Во все лопатки несся, земли под ногами не чуя. Мало — смерть затылок холодила, по пятам следила, ломала с хрустом подлесье да чапыжник… Сумарока то выручало, что ноги длинные, что молодой-удатный, да что сноровку имел по лесу, по бездорожью во весь опор мчаться, ровно лось сохатый.

Одним дыханием летел, а все же не поспел самое малое — выскочил к берегу, а реки-то и нет.

Лишь след от тулова змеиного, листом мерзлым да первым снегом забросанный. Не сумел задержаться, так и сверзился с наскоку, клубом покатился, благо, не попала в бок ветка-рогатина али камень под голову. Поверху выломалось с ревом, с тяжким, хрипатым дыханием…

Сумарок вскинулся — и столкнулся глазами с кнутом. Коза ведала, как тот у водороины оказался.

Смотрел сверху, щурился насмешливо.

— Привет, — сказал.

— Привет, — просипел Сумарок, против воли чуя нахлынувшее облегчение.

Кнут же выпрямился, поглядел на суща: оный и замер на склоне, зачуяв перемену.

Подался назад, а кнут вперед шагнул.

Сумарок закрыл глаза, на спину откинулся. Теперь и дух перевести можно было.

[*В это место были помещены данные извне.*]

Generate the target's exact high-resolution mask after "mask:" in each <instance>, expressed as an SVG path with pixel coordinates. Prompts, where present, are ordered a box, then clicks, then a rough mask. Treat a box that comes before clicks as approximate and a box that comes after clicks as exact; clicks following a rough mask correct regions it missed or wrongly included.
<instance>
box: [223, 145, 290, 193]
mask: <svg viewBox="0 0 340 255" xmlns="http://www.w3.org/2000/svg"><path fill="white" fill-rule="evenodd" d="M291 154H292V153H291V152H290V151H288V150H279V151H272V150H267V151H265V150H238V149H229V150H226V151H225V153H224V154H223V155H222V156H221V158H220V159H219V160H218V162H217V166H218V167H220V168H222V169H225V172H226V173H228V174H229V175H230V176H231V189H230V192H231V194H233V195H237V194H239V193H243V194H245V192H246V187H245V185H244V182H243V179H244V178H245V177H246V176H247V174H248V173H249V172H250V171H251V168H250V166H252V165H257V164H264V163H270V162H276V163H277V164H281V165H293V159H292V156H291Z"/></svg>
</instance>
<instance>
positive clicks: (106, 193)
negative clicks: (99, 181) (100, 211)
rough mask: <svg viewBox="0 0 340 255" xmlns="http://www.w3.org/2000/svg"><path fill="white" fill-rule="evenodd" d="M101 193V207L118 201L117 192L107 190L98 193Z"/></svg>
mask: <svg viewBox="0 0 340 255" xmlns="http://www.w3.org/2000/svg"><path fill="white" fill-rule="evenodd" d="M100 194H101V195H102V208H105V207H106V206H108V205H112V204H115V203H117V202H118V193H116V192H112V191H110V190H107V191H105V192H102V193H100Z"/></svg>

—... кафтану-то, мясопустому, уже и в спячке бы зимовать, а вишь, шатался… Его я срубил, да не дотумкал, что шуба рядом бродит. От нее к реке бросился, помню, река тут была, Уклейка. Вот что она змеиная, того не знал — перекинулась, сволочь, переползла, куда как не вовремя.

— Шуба с кафтаном завсегда по осени да весне вместе охотятся, летом и зимой розно: один в спячке лежит, второй округ кружит. — Молвил Сивый задумчиво. — Мне вот интересно, что ты думал дальше делать, реки-то на месте не оказалось?

Вздохнул Сумарок.

— Что делать, рубиться бы стал.

Сивый фыркнул на то.

— Покажи мне оружие, годное шубу пробить.

— Шубу пробивать на что? — Возразил Сумарок. — Глаза, нос да пасть горячая, туда бы и целил.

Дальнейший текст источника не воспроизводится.